Mas não, nada disso.

Cá com meus botões, é bem óbvio que eu sempre fui raça inferior. Eu não pude compreender a revolta. Jamais minha raça se lançou à pilhagem - como os lobos à presa que eles pouparam.

Repasso em lembrança a história da França, primogênita da Igreja. Vilão, eu teria partido à terra santa; trago na cabeça as rotas das planícies suábias, vistas de Bizâncio, as muralhas dos Sólimos; o culto de Maria, - em mim o compadecimento pelo crucificado desperta por entre enlevos profanos - estou sentado sobre urtigas e cacos de jarros espatifados, um leproso ao pé do muro roído pelo Sol. - Mais tarde, cavaleiro teutônico, eu bivacaria sob as noites d'Alemanha.

Ah!, eu danso o sabá numa clareira rubra com velhas e crianças.

Minha memória não me leva muito além desta terra e do cristianismo. Eu me observaria a não mais poder no passado. Mas sempre só; sem família; falando às pedras em todas as línguas. Jamais me vejo nos conselhos de Cristo; nem nos conselhos dos Senhores - os representantes do Cristo.

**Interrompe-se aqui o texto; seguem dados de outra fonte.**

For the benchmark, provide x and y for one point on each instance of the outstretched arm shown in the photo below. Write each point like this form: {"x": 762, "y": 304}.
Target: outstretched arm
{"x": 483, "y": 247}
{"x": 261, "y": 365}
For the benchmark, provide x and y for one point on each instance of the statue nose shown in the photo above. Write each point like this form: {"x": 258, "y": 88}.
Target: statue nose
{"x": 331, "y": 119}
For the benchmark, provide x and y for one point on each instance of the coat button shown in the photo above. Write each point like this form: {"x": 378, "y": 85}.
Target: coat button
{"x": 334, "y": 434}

Que era eu no último século?: não me encontro em outro tempo que não este aqui. Vagabundos demais, guerras vagas demais. A raça inferior tudo recobriu - o povo, como se costuma dizer, a razão; a nação e a ciência.

Oh!, a ciência! Tudo já retomamos. Para o corpo e para a alma, - o viático, - temos a medicina e a filosofia, - os remédios das senhoras caridosas e as canções populares bem marteladas. Os folguedos dos príncipes e os brinquedos que eles proibiam! Geografia, cosmografia, mecânica, química!...

A ciência, a nova nobreza! O progresso. Assim caminha a humanidade! Afinal, por qual bom motivo o mundo deixaria de rodar?

É a sublime visão dos números. Vamos, sigamos em marcha rumo ao Espírito! É muito provavelmente certo, é oracular o que eu digo. Compreendo tudo e, em não poder me explicar com palavras pagãs, eu preferiria me calar.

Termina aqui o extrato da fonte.